B. Değerlendirme ve Gerekçe
Dava, kadastrodan önceki hukuki nedene dayalı tapu iptali ve tescil istemine ilişkindir.
Bölge adliye mahkemelerinin nihai kararlarının bozulması 6100 sayılı Hukuk Muhakemeleri Kanunu'nun (6100 sayılı Kanun/HMK) 371. maddesinde yer alan sebeplerden birinin varlığı hâlinde mümkündür.

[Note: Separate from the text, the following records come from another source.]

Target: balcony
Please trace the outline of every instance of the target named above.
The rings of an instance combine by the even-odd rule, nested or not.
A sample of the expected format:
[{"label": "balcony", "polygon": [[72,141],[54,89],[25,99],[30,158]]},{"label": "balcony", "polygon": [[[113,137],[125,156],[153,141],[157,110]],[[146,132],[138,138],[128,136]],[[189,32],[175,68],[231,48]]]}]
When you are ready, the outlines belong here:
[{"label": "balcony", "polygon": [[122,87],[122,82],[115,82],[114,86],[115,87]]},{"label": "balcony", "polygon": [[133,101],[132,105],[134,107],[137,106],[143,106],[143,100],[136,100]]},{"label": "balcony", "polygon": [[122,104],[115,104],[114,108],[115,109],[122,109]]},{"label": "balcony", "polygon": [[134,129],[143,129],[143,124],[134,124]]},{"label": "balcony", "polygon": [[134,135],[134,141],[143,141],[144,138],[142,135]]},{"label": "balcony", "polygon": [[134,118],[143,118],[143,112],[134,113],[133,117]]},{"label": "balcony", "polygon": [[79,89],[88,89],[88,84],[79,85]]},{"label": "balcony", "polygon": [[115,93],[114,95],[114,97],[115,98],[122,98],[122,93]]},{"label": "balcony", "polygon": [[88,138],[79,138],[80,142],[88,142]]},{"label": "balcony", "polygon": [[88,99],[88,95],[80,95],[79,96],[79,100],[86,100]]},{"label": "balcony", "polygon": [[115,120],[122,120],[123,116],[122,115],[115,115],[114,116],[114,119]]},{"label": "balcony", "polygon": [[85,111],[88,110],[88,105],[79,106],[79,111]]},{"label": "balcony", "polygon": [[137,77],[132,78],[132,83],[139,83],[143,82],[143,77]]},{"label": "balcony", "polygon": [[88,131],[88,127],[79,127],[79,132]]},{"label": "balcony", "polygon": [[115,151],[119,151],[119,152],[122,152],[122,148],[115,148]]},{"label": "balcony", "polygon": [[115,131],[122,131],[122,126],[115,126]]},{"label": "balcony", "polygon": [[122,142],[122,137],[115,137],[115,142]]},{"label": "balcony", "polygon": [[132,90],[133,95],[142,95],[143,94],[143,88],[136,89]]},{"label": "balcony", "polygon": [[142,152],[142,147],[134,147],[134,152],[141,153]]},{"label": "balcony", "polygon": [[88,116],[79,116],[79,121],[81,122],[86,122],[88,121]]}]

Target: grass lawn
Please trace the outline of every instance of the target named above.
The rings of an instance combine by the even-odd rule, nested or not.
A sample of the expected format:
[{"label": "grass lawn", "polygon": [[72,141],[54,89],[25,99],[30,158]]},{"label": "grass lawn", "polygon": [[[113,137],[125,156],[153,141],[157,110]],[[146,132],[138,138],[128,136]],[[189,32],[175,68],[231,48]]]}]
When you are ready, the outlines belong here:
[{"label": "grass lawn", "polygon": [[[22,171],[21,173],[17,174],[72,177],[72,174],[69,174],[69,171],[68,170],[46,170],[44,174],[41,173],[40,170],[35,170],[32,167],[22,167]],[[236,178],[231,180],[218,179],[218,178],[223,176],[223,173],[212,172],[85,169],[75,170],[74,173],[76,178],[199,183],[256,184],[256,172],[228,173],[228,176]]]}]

Dosyanın incelenmesinden; davaya konu 161 ada 3 parsel sayılı 5.082,32 m2 yüz ölçümündeki taşınmazın irsen intikal, taksim ve kazandırıcı zamanaşımı ziltetliği nedeniyle 16.04.2009 tarihinde ... adına tespit edildiği, tespitin itirazsız olarak 17.08.2009 tarihinde kesinleştiği, davanın taşınmazın mera olduğu iddiasıyla 11.07.2019 tarihinde açıldığı tespit edilmiştir.

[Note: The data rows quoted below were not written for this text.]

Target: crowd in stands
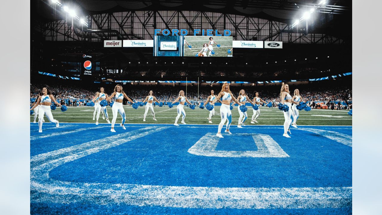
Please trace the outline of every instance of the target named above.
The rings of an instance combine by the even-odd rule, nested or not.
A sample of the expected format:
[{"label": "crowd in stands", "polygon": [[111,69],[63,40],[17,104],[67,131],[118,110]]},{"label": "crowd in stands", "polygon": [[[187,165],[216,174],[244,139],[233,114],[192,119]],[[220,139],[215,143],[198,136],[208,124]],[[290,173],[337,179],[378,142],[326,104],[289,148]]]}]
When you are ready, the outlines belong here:
[{"label": "crowd in stands", "polygon": [[[110,95],[113,92],[115,86],[107,85],[105,86],[105,92]],[[94,86],[88,87],[84,86],[83,88],[78,86],[63,86],[62,85],[42,84],[32,84],[31,85],[31,98],[36,98],[38,94],[41,91],[43,87],[47,87],[51,91],[56,100],[61,101],[65,99],[66,104],[69,106],[84,105],[86,103],[94,98],[99,88]],[[316,103],[320,103],[324,105],[327,106],[329,109],[349,109],[350,103],[348,101],[351,101],[352,90],[350,87],[336,86],[327,87],[311,86],[308,85],[299,86],[297,87],[290,86],[291,95],[293,96],[293,90],[298,88],[304,101],[308,101],[309,104],[313,108],[316,108]],[[178,96],[179,91],[183,90],[187,97],[191,103],[196,104],[201,102],[204,102],[208,96],[210,94],[211,90],[215,91],[215,94],[217,94],[221,90],[219,86],[210,87],[200,87],[197,86],[188,86],[186,91],[185,86],[132,86],[130,85],[123,86],[124,91],[128,96],[137,101],[143,101],[149,94],[149,91],[152,90],[154,95],[160,102],[172,102]],[[230,90],[236,97],[238,96],[238,92],[244,89],[248,97],[253,99],[255,91],[258,91],[259,97],[264,101],[272,102],[274,106],[280,101],[279,96],[280,86],[252,86],[242,87],[231,86]],[[340,101],[340,102],[338,102]],[[126,102],[125,103],[126,103]],[[317,107],[319,107],[317,104]]]}]

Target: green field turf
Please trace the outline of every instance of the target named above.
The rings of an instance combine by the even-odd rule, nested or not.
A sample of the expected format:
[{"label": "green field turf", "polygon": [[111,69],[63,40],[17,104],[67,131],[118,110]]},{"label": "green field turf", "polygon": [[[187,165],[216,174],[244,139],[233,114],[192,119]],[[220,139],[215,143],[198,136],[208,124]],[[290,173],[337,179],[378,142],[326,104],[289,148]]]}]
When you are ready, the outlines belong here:
[{"label": "green field turf", "polygon": [[[168,108],[167,106],[162,107],[157,106],[154,107],[155,118],[157,121],[152,119],[152,116],[150,110],[146,117],[146,121],[143,122],[143,114],[145,112],[145,106],[139,107],[138,109],[133,109],[131,106],[123,106],[126,113],[126,123],[147,123],[147,124],[173,124],[175,118],[177,115],[176,106],[174,106],[172,108]],[[248,108],[248,119],[245,122],[246,125],[282,125],[284,123],[284,115],[282,111],[277,108],[270,108],[267,107],[260,107],[261,115],[257,119],[258,123],[251,124],[251,119],[253,114],[252,108],[247,106]],[[192,110],[188,107],[185,106],[186,112],[186,119],[185,120],[188,124],[218,124],[220,121],[220,106],[216,106],[215,115],[212,117],[213,123],[208,123],[208,117],[209,112],[205,108],[200,109],[196,107],[194,110]],[[113,118],[112,108],[108,106],[107,108],[109,119],[111,121]],[[94,111],[93,107],[68,107],[68,110],[65,112],[62,112],[59,108],[57,108],[55,111],[52,111],[53,117],[60,122],[94,122],[96,121],[93,120],[93,113]],[[237,106],[234,107],[231,111],[232,113],[232,125],[237,125],[239,115],[237,109]],[[299,117],[297,120],[297,125],[351,125],[352,117],[348,114],[348,111],[337,111],[321,109],[312,109],[307,112],[301,111],[299,112]],[[100,114],[99,122],[106,123],[105,119],[102,119],[102,114]],[[34,115],[31,115],[31,121],[33,122]],[[46,116],[44,117],[45,123],[49,121]],[[121,118],[119,114],[117,118],[116,124],[120,124]],[[38,119],[37,120],[38,120]],[[178,123],[181,121],[181,116],[180,118]]]},{"label": "green field turf", "polygon": [[[203,45],[204,43],[208,44],[209,41],[209,36],[185,36],[185,39],[190,45],[192,46],[192,48],[190,49],[188,48],[187,44],[185,46],[185,56],[186,57],[194,57],[195,55],[199,53],[199,52],[202,50],[203,47]],[[232,37],[223,37],[223,36],[213,36],[214,41],[216,43],[220,44],[220,47],[218,47],[216,44],[214,44],[212,46],[214,47],[214,51],[215,51],[214,54],[211,54],[210,57],[227,57],[228,55],[232,55],[231,54],[228,54],[227,50],[230,49],[232,47]],[[209,51],[207,52],[207,55]]]}]

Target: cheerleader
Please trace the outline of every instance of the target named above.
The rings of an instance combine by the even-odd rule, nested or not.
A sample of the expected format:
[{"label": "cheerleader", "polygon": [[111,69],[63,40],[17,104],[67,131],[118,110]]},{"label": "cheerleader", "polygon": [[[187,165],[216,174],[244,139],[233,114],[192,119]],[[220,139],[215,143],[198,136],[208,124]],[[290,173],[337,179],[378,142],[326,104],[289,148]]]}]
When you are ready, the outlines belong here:
[{"label": "cheerleader", "polygon": [[298,104],[292,100],[292,96],[289,94],[289,86],[286,84],[284,84],[281,86],[280,95],[281,98],[281,103],[283,104],[286,104],[289,107],[289,110],[288,112],[283,111],[284,113],[284,118],[285,119],[285,121],[284,122],[284,134],[283,136],[285,137],[290,138],[290,137],[288,135],[287,132],[289,132],[289,134],[291,134],[289,128],[290,127],[293,120],[293,111],[291,108],[292,103],[296,104]]},{"label": "cheerleader", "polygon": [[[215,99],[216,98],[216,96],[215,96],[215,95],[214,94],[214,92],[213,90],[211,91],[211,95],[208,96],[208,97],[207,98],[207,100],[206,101],[206,102],[204,102],[204,104],[203,105],[203,106],[207,105],[207,103],[209,102],[209,101],[210,104],[214,106],[215,105],[214,104],[212,104],[212,101],[215,100]],[[220,103],[222,103],[220,101],[220,100],[217,100],[217,101],[218,102],[220,102]],[[215,116],[214,108],[212,110],[210,111],[210,115],[208,116],[208,118],[207,118],[208,119],[209,123],[212,123],[212,121],[211,121],[211,119],[212,117],[214,116]]]},{"label": "cheerleader", "polygon": [[220,123],[219,124],[217,134],[216,134],[216,136],[222,138],[223,137],[222,135],[222,134],[220,134],[220,131],[222,130],[222,128],[223,128],[223,125],[225,123],[226,120],[228,120],[228,122],[227,122],[226,125],[227,129],[225,131],[225,132],[228,133],[230,134],[232,134],[230,132],[230,126],[231,125],[231,123],[232,122],[232,113],[231,112],[231,110],[230,109],[230,104],[231,103],[231,100],[233,100],[239,106],[243,105],[243,104],[239,103],[233,97],[232,93],[230,90],[230,85],[228,83],[224,83],[223,84],[223,86],[222,86],[222,91],[219,93],[219,94],[217,97],[215,98],[215,100],[212,101],[212,104],[214,104],[220,97],[222,97],[222,107],[220,108],[220,116],[222,118],[222,121],[220,121]]},{"label": "cheerleader", "polygon": [[[99,93],[99,92],[97,92],[97,93],[96,93],[96,94],[98,95]],[[97,98],[97,99],[96,99],[96,101],[97,101],[97,102],[94,103],[94,112],[93,112],[93,120],[96,120],[96,114],[97,113],[97,110],[98,109],[98,101],[99,98],[98,98],[98,97],[97,97],[97,96],[95,96],[94,98],[93,98],[93,99],[92,100],[92,101],[93,102],[94,102],[94,101],[93,101],[93,100],[94,100],[94,99],[95,99],[96,98]],[[104,115],[103,112],[102,113],[102,119],[105,119],[105,116]],[[98,125],[98,124],[97,123],[96,124]]]},{"label": "cheerleader", "polygon": [[183,115],[182,117],[182,121],[181,122],[183,124],[186,124],[186,122],[185,122],[185,118],[186,117],[186,112],[185,112],[185,109],[183,109],[183,107],[185,106],[185,102],[187,102],[190,105],[191,105],[190,102],[188,101],[187,98],[185,96],[185,91],[183,90],[181,90],[179,91],[179,94],[178,96],[178,98],[176,98],[176,100],[172,102],[171,104],[173,104],[178,101],[179,101],[179,104],[176,107],[178,116],[176,116],[176,118],[175,119],[175,123],[174,123],[174,125],[177,126],[179,126],[178,124],[178,120],[179,119],[179,117],[180,116],[181,114]]},{"label": "cheerleader", "polygon": [[39,96],[39,98],[37,99],[37,102],[34,104],[34,105],[31,108],[31,110],[32,110],[36,107],[40,105],[39,108],[39,132],[42,132],[42,122],[44,117],[44,114],[47,116],[47,118],[49,120],[49,122],[52,123],[56,124],[56,127],[58,127],[60,124],[58,121],[53,119],[53,116],[52,115],[52,112],[50,111],[50,105],[52,104],[52,101],[53,101],[57,106],[61,106],[60,104],[57,102],[56,99],[54,99],[54,97],[50,91],[46,87],[42,88],[42,95]]},{"label": "cheerleader", "polygon": [[[300,102],[303,102],[303,97],[300,95],[300,91],[298,89],[296,89],[294,92],[293,98],[292,98],[293,101],[296,102],[298,104],[299,104]],[[292,126],[295,128],[297,127],[297,125],[296,124],[299,114],[298,113],[298,110],[296,107],[296,105],[292,106],[292,111],[293,111],[293,123],[292,123]]]},{"label": "cheerleader", "polygon": [[214,43],[217,45],[217,43],[215,42],[215,41],[214,41],[214,40],[212,39],[212,37],[210,37],[209,39],[210,41],[208,42],[208,49],[209,49],[210,52],[208,52],[208,57],[210,56],[211,53],[214,50],[214,47],[212,46],[212,45],[214,45]]},{"label": "cheerleader", "polygon": [[[39,97],[42,95],[42,93],[39,93],[39,96],[37,96],[37,98],[36,98],[36,100],[35,100],[34,102],[31,105],[31,107],[33,107],[33,106],[34,106],[34,104],[37,103],[37,100],[38,100]],[[39,104],[37,105],[37,106],[34,108],[34,117],[33,118],[33,123],[36,123],[36,118],[37,118],[37,116],[39,116],[39,109],[41,107],[41,105]],[[42,122],[45,122],[45,120],[44,120],[44,118],[43,118]]]},{"label": "cheerleader", "polygon": [[[240,102],[240,103],[244,105],[245,105],[245,103],[248,101],[250,103],[253,104],[253,103],[252,101],[251,101],[251,99],[248,98],[248,96],[245,94],[245,91],[244,90],[242,90],[240,91],[240,93],[239,93],[239,96],[238,96],[237,100]],[[245,126],[244,125],[244,122],[245,122],[245,120],[247,119],[248,118],[248,116],[247,115],[247,112],[243,112],[241,111],[240,110],[240,106],[238,106],[238,110],[239,111],[239,114],[240,115],[240,117],[239,117],[239,121],[238,124],[238,127],[240,128],[242,128],[243,127],[241,127],[241,125],[243,125],[243,126]],[[244,116],[244,118],[243,118],[243,116]],[[243,118],[243,121],[241,121],[241,119]]]},{"label": "cheerleader", "polygon": [[203,57],[207,57],[207,51],[209,49],[209,48],[207,47],[207,44],[205,43],[203,44],[203,48],[202,48],[202,50],[199,52],[199,54],[201,53]]},{"label": "cheerleader", "polygon": [[125,127],[125,122],[126,121],[126,116],[125,113],[125,109],[123,109],[123,106],[122,105],[122,101],[123,101],[123,98],[125,98],[132,104],[134,104],[134,102],[130,99],[130,98],[127,97],[126,94],[123,91],[123,88],[122,86],[120,85],[117,85],[114,88],[114,91],[106,99],[107,101],[109,101],[113,97],[115,97],[115,100],[114,101],[113,107],[112,108],[112,111],[113,112],[113,120],[112,121],[112,129],[110,129],[110,131],[112,132],[115,132],[114,130],[114,124],[115,124],[115,121],[117,119],[117,112],[119,112],[120,114],[122,117],[122,123],[120,125],[122,126],[122,128],[124,130],[126,130],[126,128]]},{"label": "cheerleader", "polygon": [[[259,105],[261,101],[263,103],[266,103],[264,101],[264,100],[261,99],[261,98],[259,97],[259,93],[255,91],[255,97],[253,97],[253,102],[256,104]],[[256,115],[256,114],[257,114],[257,115]],[[254,124],[255,122],[257,123],[257,121],[256,121],[256,119],[260,116],[260,109],[259,108],[259,109],[257,109],[256,111],[254,109],[253,109],[253,115],[252,115],[252,120],[251,121],[251,123],[252,124]]]},{"label": "cheerleader", "polygon": [[[98,111],[98,113],[97,114],[97,121],[96,122],[96,125],[98,124],[98,119],[99,118],[99,114],[100,112],[102,112],[102,119],[105,119],[105,117],[104,116],[104,113],[105,113],[105,115],[106,116],[106,121],[108,123],[110,123],[110,121],[109,121],[109,116],[107,114],[107,110],[106,109],[106,106],[104,106],[103,107],[101,106],[100,103],[101,103],[101,101],[107,99],[108,98],[107,96],[107,94],[105,93],[105,88],[103,87],[101,87],[99,89],[99,91],[97,92],[97,94],[96,95],[96,96],[94,97],[92,101],[94,102],[96,101],[96,98],[97,98],[97,101],[96,103],[94,104],[94,107],[96,107],[96,105],[97,106],[97,111]],[[95,112],[95,110],[94,111]],[[94,114],[93,115],[93,120],[94,120]]]},{"label": "cheerleader", "polygon": [[144,103],[146,102],[146,101],[147,102],[146,104],[146,109],[144,112],[144,115],[143,115],[143,122],[146,121],[146,115],[147,115],[147,112],[149,111],[149,108],[151,111],[151,113],[152,114],[152,119],[155,121],[157,121],[157,120],[155,119],[155,113],[154,112],[154,109],[152,108],[152,103],[154,101],[158,103],[159,103],[159,102],[157,100],[157,98],[155,98],[155,96],[154,96],[152,90],[150,91],[150,92],[149,92],[149,95],[146,96],[146,98],[142,102]]}]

Temyizen incelenen karar, tarafların karşılıklı iddia ve savunmalarına, dayandıkları belgelere, uyuşmazlığa uygulanması gereken hukuk kuralları ile hukuki ilişkinin nitelendirilmesine, dava şartlarına, yargılama ve ispat kuralları ile kararda belirtilen gerekçelere göre usul ve kanuna uygun olup davacı vekili tarafından temyiz dilekçesinde ileri sürülen nedenler kararın bozulmasını gerektirecek nitelikte görülmemiştir.
VI. KARAR
Açıklanan sebeplerle;
Davacı vekilinin temyiz itirazlarının reddiyle temyiz olunan Bölge Adliye Mahkemesi kararının 6100 sayılı Kanun'un 370/1 hükmü uyarınca ONANMASINA,
Aşağıda yazılı 187,80 TL bakiye onama harcının temyiz eden davacıdan alınmasına,
Dosyanın İlk Derece Mahkemesine, kararın bir örneğinin Bölge Adliye Mahkemesine gönderilmesine,
29.05.2025 tarihinde kesin olmak üzere oy birliğiyle karar verildi.